Вакханалию золота и пурпура ночь начинала подменять их отражением, заменяя теплые тона на белые и серые. На небосводе медленно открылся морской пейзаж из громадного заслона облаков, растягивающихся в виде параллельных полуостровов, — ни дать ни взять плоское песчаное побережье с вытянутыми в море косами — вид, часто открывающийся с самолета, летящего на небольшой высоте и накренившегося на крыло. Эта иллюзия усиливалась последними отсветами дня, которые, освещая под очень острым углом облачные острия, придавали им рельефный вид. Облака стали походить на незыблемые скалы, вылепленные тоже светом и тенями, но уже в другие часы, как если бы светило устало работать своими сверкающими резцами по порфиру и граниту и принялось за немощные воздушные материалы.
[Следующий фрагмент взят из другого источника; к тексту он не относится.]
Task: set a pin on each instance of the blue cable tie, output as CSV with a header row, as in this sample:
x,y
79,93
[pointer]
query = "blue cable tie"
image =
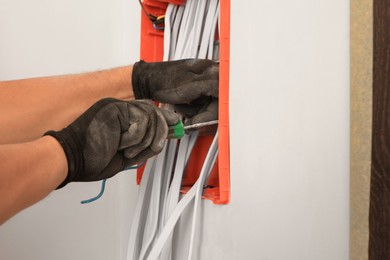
x,y
104,185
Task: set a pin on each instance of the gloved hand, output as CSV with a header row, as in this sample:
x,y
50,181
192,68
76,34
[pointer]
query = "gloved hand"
x,y
112,135
191,85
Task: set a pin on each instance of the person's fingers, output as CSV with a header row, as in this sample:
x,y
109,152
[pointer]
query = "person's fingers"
x,y
171,118
150,129
210,113
160,134
138,121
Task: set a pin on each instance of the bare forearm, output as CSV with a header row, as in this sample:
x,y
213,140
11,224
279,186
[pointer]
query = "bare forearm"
x,y
28,173
30,107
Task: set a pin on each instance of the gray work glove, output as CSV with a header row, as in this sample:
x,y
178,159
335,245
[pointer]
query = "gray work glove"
x,y
191,85
112,135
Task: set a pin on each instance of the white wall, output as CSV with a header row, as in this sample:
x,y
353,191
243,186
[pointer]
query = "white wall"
x,y
43,37
289,170
289,104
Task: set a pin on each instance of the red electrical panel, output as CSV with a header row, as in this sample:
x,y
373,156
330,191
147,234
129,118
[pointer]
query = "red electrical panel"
x,y
218,186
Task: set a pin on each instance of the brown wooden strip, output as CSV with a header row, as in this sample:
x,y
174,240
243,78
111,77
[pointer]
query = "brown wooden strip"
x,y
361,125
379,244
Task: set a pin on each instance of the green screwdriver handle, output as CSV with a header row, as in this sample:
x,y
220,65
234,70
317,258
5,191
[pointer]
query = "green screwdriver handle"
x,y
176,131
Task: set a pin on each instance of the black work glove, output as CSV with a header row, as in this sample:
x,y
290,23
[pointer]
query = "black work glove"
x,y
112,135
191,85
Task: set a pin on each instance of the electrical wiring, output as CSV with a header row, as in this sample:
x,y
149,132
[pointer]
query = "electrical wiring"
x,y
189,32
157,21
104,186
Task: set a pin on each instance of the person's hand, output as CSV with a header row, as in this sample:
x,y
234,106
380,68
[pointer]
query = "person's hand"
x,y
191,85
112,135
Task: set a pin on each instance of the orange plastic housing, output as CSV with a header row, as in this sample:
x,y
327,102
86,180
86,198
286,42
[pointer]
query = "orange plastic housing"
x,y
218,186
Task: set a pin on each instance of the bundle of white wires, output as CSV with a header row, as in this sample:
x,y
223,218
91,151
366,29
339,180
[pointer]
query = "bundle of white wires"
x,y
189,33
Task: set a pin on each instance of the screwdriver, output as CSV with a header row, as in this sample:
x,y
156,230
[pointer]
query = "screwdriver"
x,y
206,128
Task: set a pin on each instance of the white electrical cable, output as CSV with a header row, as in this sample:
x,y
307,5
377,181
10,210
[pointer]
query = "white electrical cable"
x,y
206,169
134,245
187,35
209,29
154,205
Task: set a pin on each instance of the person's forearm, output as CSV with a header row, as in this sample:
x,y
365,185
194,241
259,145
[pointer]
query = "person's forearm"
x,y
28,173
30,107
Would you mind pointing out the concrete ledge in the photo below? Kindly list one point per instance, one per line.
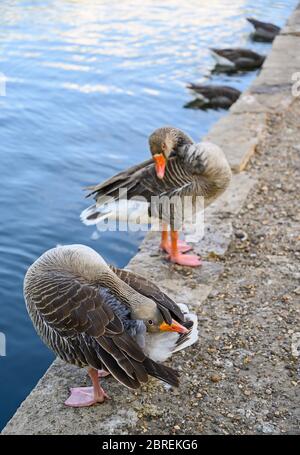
(43, 412)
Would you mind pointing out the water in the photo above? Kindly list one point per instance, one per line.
(87, 81)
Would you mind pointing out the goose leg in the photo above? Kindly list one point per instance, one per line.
(181, 259)
(103, 373)
(166, 245)
(87, 396)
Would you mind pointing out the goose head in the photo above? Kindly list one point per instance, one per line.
(153, 319)
(163, 143)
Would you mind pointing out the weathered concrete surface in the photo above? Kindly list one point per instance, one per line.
(148, 409)
(239, 134)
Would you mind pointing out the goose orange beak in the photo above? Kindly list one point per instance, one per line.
(160, 165)
(173, 327)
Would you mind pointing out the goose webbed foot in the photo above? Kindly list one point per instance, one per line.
(103, 373)
(183, 247)
(189, 260)
(87, 396)
(84, 396)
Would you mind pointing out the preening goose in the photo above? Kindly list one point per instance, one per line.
(103, 318)
(237, 59)
(179, 171)
(264, 31)
(214, 96)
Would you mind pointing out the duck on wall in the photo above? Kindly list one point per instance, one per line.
(213, 96)
(236, 59)
(264, 31)
(108, 320)
(178, 168)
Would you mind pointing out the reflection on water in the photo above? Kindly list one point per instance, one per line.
(87, 81)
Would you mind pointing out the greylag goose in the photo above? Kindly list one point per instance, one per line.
(100, 317)
(237, 59)
(264, 31)
(214, 96)
(179, 169)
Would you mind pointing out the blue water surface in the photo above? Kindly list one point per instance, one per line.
(86, 82)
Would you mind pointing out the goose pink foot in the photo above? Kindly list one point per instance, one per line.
(84, 396)
(103, 373)
(183, 247)
(185, 259)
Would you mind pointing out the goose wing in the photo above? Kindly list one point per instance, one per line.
(80, 314)
(140, 181)
(166, 305)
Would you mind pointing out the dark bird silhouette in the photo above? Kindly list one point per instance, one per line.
(213, 96)
(237, 59)
(264, 31)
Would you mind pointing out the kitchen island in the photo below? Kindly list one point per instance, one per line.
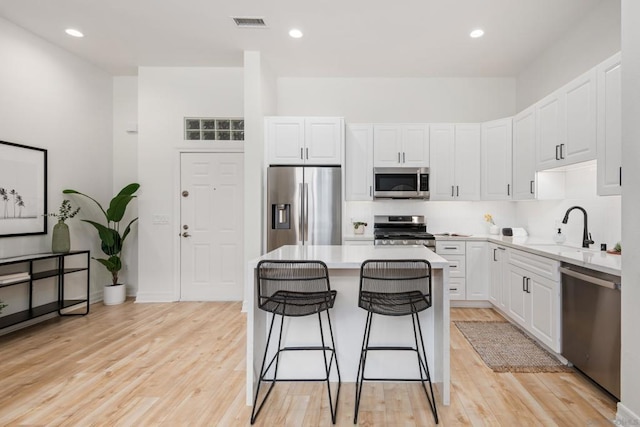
(348, 320)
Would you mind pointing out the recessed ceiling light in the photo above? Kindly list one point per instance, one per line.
(295, 33)
(476, 33)
(73, 33)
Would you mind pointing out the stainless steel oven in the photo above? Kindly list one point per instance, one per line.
(402, 230)
(401, 183)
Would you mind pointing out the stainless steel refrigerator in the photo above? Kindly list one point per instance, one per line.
(304, 206)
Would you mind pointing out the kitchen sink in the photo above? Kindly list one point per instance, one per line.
(555, 248)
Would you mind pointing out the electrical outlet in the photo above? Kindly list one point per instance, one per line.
(160, 219)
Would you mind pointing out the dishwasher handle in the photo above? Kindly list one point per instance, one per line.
(590, 279)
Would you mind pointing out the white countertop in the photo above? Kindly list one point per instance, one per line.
(587, 258)
(349, 257)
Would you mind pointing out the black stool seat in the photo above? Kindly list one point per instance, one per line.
(291, 303)
(295, 289)
(395, 288)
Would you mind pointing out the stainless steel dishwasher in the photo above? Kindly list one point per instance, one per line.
(591, 324)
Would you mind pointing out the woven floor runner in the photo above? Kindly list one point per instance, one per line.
(505, 348)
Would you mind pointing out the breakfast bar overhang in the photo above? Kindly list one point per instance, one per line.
(348, 319)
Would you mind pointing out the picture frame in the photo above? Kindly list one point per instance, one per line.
(23, 190)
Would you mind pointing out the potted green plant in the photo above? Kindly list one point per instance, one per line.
(112, 238)
(358, 227)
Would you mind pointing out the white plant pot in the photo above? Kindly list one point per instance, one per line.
(114, 294)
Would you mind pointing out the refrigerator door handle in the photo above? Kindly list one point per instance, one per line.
(301, 216)
(305, 212)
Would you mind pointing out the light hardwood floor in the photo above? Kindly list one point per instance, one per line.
(183, 364)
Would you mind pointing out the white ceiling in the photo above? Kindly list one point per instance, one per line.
(345, 38)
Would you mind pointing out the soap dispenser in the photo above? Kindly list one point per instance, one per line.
(559, 238)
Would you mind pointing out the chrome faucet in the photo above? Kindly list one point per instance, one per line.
(586, 236)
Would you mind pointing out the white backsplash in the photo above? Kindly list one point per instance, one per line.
(538, 217)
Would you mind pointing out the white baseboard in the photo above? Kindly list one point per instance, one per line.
(470, 304)
(144, 297)
(626, 417)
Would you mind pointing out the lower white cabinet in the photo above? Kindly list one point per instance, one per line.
(534, 296)
(498, 260)
(468, 268)
(477, 271)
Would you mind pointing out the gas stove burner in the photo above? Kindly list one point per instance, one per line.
(402, 230)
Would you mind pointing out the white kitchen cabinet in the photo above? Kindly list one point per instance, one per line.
(304, 140)
(401, 145)
(496, 160)
(609, 136)
(359, 162)
(534, 296)
(477, 270)
(498, 291)
(454, 252)
(524, 155)
(455, 161)
(566, 124)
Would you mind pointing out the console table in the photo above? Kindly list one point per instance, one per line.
(40, 267)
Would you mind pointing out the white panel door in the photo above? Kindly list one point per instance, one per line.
(442, 152)
(387, 145)
(580, 121)
(359, 162)
(519, 306)
(211, 207)
(609, 138)
(285, 140)
(545, 295)
(415, 145)
(549, 131)
(496, 160)
(323, 141)
(477, 270)
(467, 162)
(524, 155)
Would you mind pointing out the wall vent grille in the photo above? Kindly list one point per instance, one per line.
(247, 22)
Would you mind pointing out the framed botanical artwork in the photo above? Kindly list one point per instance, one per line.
(23, 190)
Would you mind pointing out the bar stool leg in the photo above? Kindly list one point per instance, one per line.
(423, 365)
(362, 363)
(328, 364)
(263, 371)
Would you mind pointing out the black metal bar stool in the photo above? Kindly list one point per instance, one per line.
(395, 288)
(295, 289)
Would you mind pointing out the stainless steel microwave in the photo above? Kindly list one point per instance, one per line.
(401, 183)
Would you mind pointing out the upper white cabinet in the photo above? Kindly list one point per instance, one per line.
(496, 160)
(566, 124)
(609, 127)
(455, 161)
(524, 155)
(401, 145)
(359, 162)
(304, 140)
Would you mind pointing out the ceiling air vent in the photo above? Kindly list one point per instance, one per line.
(246, 22)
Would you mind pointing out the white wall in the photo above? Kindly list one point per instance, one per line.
(52, 99)
(589, 42)
(630, 403)
(125, 165)
(166, 95)
(398, 100)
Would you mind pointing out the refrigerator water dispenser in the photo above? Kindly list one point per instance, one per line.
(280, 213)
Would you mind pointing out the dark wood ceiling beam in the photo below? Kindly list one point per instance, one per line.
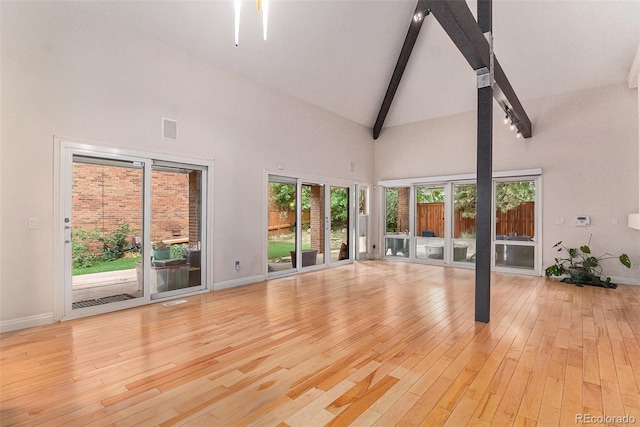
(409, 41)
(458, 22)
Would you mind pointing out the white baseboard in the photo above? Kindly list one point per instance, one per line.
(237, 282)
(26, 322)
(625, 280)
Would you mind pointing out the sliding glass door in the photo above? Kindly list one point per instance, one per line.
(176, 229)
(440, 227)
(309, 224)
(102, 230)
(430, 231)
(282, 242)
(340, 223)
(132, 229)
(464, 222)
(515, 220)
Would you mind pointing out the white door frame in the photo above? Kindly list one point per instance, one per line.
(64, 150)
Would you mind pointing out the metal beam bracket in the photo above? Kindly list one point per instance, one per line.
(484, 77)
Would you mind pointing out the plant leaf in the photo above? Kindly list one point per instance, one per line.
(624, 259)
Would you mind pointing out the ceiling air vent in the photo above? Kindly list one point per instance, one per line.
(169, 129)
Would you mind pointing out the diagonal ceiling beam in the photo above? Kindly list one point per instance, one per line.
(410, 40)
(458, 22)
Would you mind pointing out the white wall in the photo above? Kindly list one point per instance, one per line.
(585, 142)
(67, 74)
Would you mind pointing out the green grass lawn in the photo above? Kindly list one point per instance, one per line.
(100, 266)
(280, 249)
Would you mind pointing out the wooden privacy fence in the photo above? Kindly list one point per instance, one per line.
(521, 220)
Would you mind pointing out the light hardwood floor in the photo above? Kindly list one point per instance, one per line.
(373, 343)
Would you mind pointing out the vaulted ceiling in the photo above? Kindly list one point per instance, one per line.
(340, 55)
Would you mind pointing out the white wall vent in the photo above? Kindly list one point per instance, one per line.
(169, 129)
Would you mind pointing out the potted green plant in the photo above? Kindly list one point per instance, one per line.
(582, 266)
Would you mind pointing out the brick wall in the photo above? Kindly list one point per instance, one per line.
(316, 217)
(105, 196)
(403, 209)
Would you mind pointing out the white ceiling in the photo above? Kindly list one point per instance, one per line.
(340, 55)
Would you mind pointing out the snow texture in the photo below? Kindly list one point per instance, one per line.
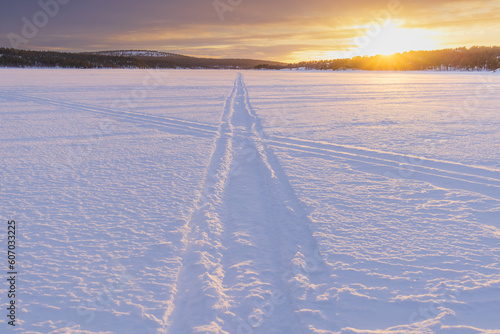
(199, 201)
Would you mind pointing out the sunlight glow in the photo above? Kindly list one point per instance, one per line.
(392, 39)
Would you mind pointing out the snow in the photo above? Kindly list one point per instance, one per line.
(200, 201)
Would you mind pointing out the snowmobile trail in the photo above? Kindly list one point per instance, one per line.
(250, 260)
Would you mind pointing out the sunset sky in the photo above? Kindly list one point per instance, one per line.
(281, 30)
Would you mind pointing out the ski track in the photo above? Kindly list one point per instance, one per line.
(250, 262)
(444, 174)
(248, 243)
(172, 125)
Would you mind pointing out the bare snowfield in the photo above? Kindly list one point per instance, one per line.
(198, 201)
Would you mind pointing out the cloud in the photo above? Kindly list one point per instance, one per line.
(268, 29)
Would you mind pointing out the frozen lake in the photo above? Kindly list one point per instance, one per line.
(198, 201)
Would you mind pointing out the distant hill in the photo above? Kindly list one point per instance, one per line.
(472, 59)
(122, 59)
(477, 58)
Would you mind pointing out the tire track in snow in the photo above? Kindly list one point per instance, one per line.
(249, 258)
(450, 175)
(173, 125)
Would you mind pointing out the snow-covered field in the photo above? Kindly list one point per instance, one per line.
(183, 201)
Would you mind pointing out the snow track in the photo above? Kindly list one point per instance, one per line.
(440, 173)
(204, 232)
(163, 123)
(248, 244)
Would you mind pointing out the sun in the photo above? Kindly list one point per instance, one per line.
(391, 39)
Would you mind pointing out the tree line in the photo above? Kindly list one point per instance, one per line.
(25, 58)
(470, 59)
(473, 59)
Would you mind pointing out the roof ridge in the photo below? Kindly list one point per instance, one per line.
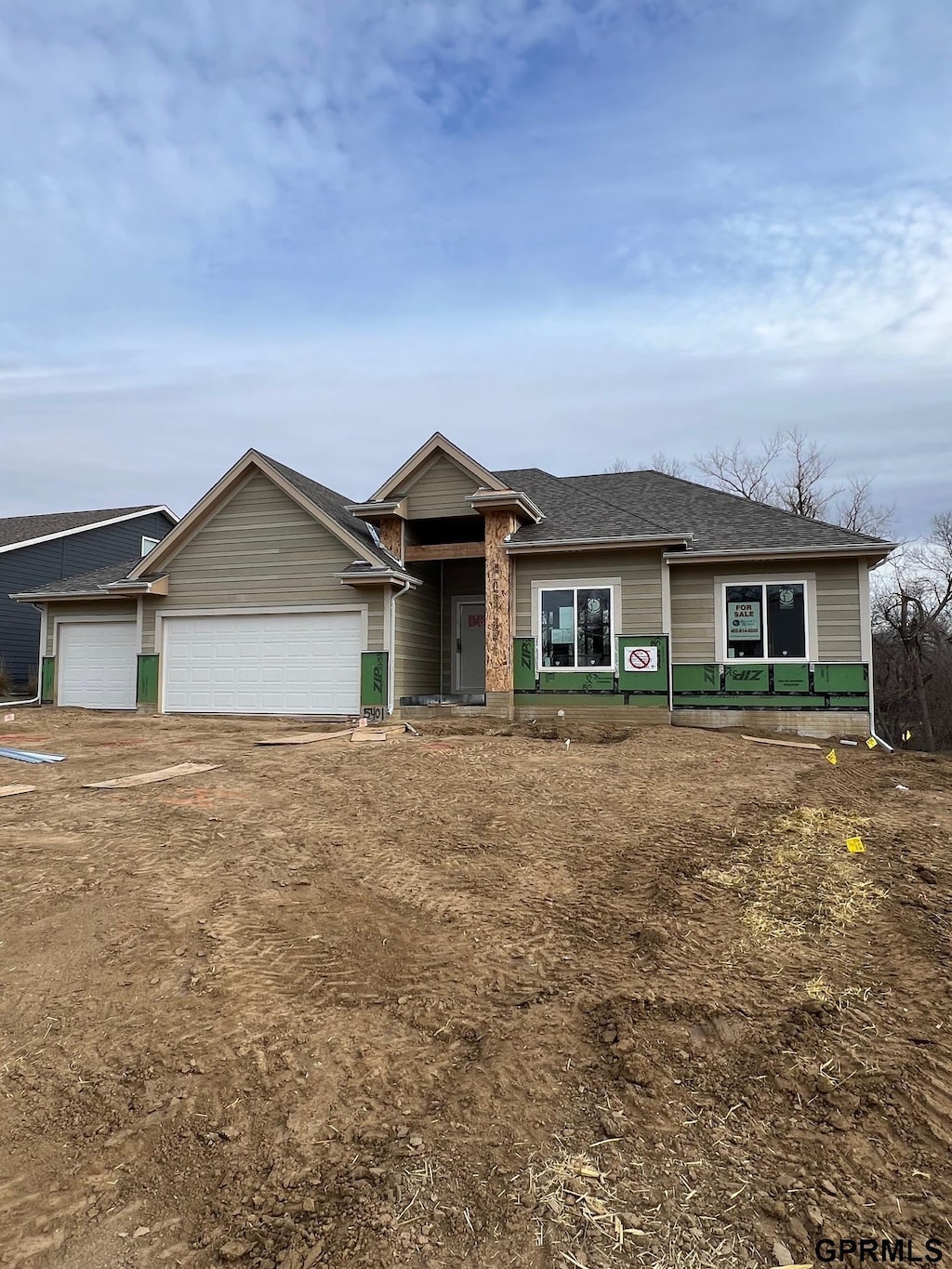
(285, 468)
(86, 510)
(662, 528)
(735, 497)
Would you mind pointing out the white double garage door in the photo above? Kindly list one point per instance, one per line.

По мере того как небо очищалось, на фоне облаков, походивших на прибрежный пейзаж, появились пляжи, лагуны, множество островков и песчаных мелей, заполненных инертным небесным океаном, покрывавшим фьордами и внутренними озерами распадавшуюся пелену. И потому, что небо, окаймляющее эти облачные стрелы, подделывалось под океан, а море, как обычно, отражало цвет кеба, небесная картина воспроизводила отдаленный пейзаж, на фоне которого снова будто бы село солнце. Впрочем, достаточно было взглянуть на настоящее море, находящееся внизу, чтобы отвлечься от этого миража: оно уже не было ни пылающей пластиной полдня, ни грациозной и курчавой поверхностью послеполуденного времени. Лучи света, падавшие почти горизонтально, освещали лишь лицевую, обращенную к ним сторону небольших волн, тогда как другая их сторона была совершенно темной. Таким образом вода становилась рельефной, с четкими тенями, подчеркнутыми углублениями, как в металле. Прозрачность исчезла.
И тогда, как это бывает обычно, но всегда неуловимо и мгновенно, вечер уступил место ночи. Все изменилось. В небе, непрозрачном на горизонте, а выше — мертвенно-желтом и переходящем в синеву у зенита, развеялись последние облака, приведенные в движение окончанием дня. Очень скоро они превратились в тощие, болезненного вида тени наподобие подставок для декораций. Так после спектакля на уже не освещенной сцене вдруг замечаешь убожество, непрочность и недолговечность декораций, понимаешь, что действительность, иллюзию которой им удалось создать, была вызвана не их природой, а каким-то трюком освещения или перспективы. Только что они жили и менялись каждое мгновение, а теперь казались застывшими в скорбной форме посреди неба, готовые слиться с его возрастающей темнотой.